One of these services is the Thrive Center, and although it existed before BASC, its unconventional approach fits perfectly with the building’s unconventional architecture.
Like all campus organizations, the Thrive Center’s mission is to provide students with the resources they need to succeed in their college lives. Its financial wellness initiative provides one-on-one meetings and custom presentations that explain financial basics to students, its First Cats program focuses on first-generation college students and its peer mentoring program pairs students with upperclassmen to discuss their problems. Other programs include The 50, AGAVE and UA Hispanic Alumni Scholars.
But instead of being separate entities, these programs often overlap. Although everyone at the Thrive Center has their own area of expertise, the organization is “all hands on deck,” W. Patrick Bryan, the center’s associate director of peer mentoring, said.
Partly, this comes from necessity. “With budget cuts that have happened successively, we’ve then found ways to kind of still integrate that work and still support students through the other programs that we have,” Bryan said.
But it also reflects the organization’s philosophy that students’ academic, financial and social struggles are all interrelated. Alexei Marquez, Ph.D., is the assistant director of education and initiatives at Financial Wellness, and many of the programs she helps coordinate operate from this perspective.
This year, that includes Accessible Kitchen Teach & Shares. This program entails drop-in workshops where students learn how to make a simple microwaveable meal using ingredients available at the Campus Pantry food bank. “Then we do the financial breakdown of it,” Marquez said. “So if you use all of the Campus Pantry points this week, this meal would be 97 cents.” The next one will be available on April 20 from 10 a.m. to 12 p.m.
The Thrive Center also offers Thrive Treks, which are short trips where peer mentors walk with students to on-campus buildings like the Main Library or Campus Recreation and tour the facilities.
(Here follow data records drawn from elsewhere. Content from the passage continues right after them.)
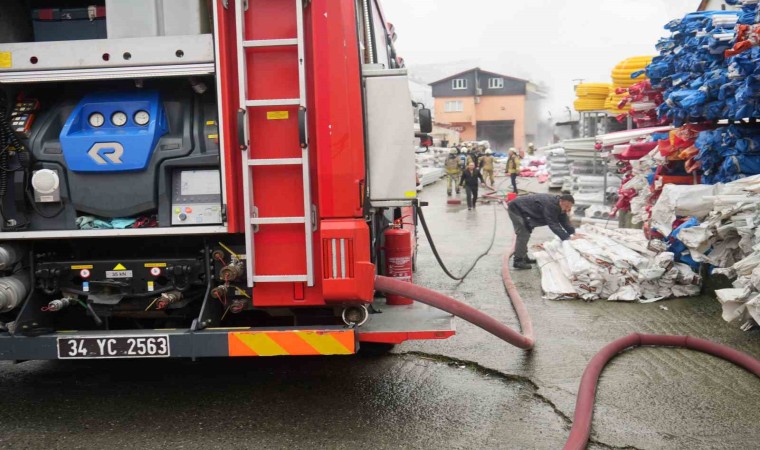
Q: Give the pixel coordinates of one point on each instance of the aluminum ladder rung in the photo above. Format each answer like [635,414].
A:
[246,65]
[275,162]
[276,220]
[274,102]
[270,43]
[280,278]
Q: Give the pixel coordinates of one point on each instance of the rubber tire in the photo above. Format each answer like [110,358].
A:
[375,349]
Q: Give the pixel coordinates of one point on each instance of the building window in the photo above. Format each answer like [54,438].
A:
[459,83]
[454,106]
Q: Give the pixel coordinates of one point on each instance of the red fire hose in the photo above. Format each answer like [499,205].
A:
[452,306]
[584,407]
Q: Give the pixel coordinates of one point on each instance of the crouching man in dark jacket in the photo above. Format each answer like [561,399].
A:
[537,210]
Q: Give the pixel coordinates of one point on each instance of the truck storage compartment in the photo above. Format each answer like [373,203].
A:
[142,18]
[68,24]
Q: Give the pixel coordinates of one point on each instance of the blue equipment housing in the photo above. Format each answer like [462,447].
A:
[112,148]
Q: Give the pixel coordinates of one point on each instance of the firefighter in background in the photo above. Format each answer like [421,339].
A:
[486,166]
[469,180]
[513,167]
[474,155]
[453,167]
“The hardest thing to get students to do is to actually walk in,” Bryan said. “Once they’ve done that, then they already know, they feel comfortable and they just come back.”
This service is one of many ways that the Thrive Center directs students to other resources, which reflects its goal as a first step.
“Our goal is not to keep them in Thrive,” Bryan said. “It’s to get them exposed and help them find their place, and then hopefully they’re connecting beyond that.”
Marquez used Pixar’s 2006 film “Cars” as an analogy. “Lightning McQueen ends up in this small little town, but it has everything that he needed before going to a bigger town,” Marquez said. “We are that first town that has the gas station, that has the meals, everything you would need. But we ultimately want the student to go on to that bigger town, which is their degree.”
But Victoria Gonzalez, a UA junior studying psychology and journalism, isn’t ready to move on to the next town yet. She’s the vice president of the Disney Club, the creative chair of The Poets of Tucson, the secretary of the College of Fine Arts Ambassadors and a member of the Alpha Epsilon Phi sorority.
To Gonzalez, the most helpful aspect of the Thrive Center was the peer mentoring she received in her freshman and sophomore years. “You do a meeting once every two weeks with them, and they kind of go over grades with you, if you have any questions, if you need any support with anything,” Gonzalez said.
She quickly became friends with her mentor, who is her upperclassman by one year. The two of them talked every day, which sometimes made their official meetings every two weeks awkward when they had nothing new to talk about. She’s still friends with her former peer mentor today — and she still attends Thrive Center events.
“My favorite event of Thrive is always the Fall Harvest. It’s the week before Thanksgiving, and they have a Thanksgiving meal for all the students,” Gonzalez said. “It’s always really delicious, and it’s so much fun to see everybody.”
That sense of community is what keeps her coming back, and she joined Alpha Epsilon Phi last fall for similar reasons.
“I like being in the sorority because it gives me those sisterhood connections,” she said. “But it’s also like, Thrive is where I started, and at Thrive I have a lot of other friends, and I think it’s important to keep both of those things alive.”
The Bartlett Academic Success Center is open from 8 a.m. to 6 p.m. on Monday through Thursday and from 8 a.m. to 5 p.m. on Fridays and is located on 1435 E. Fourth St.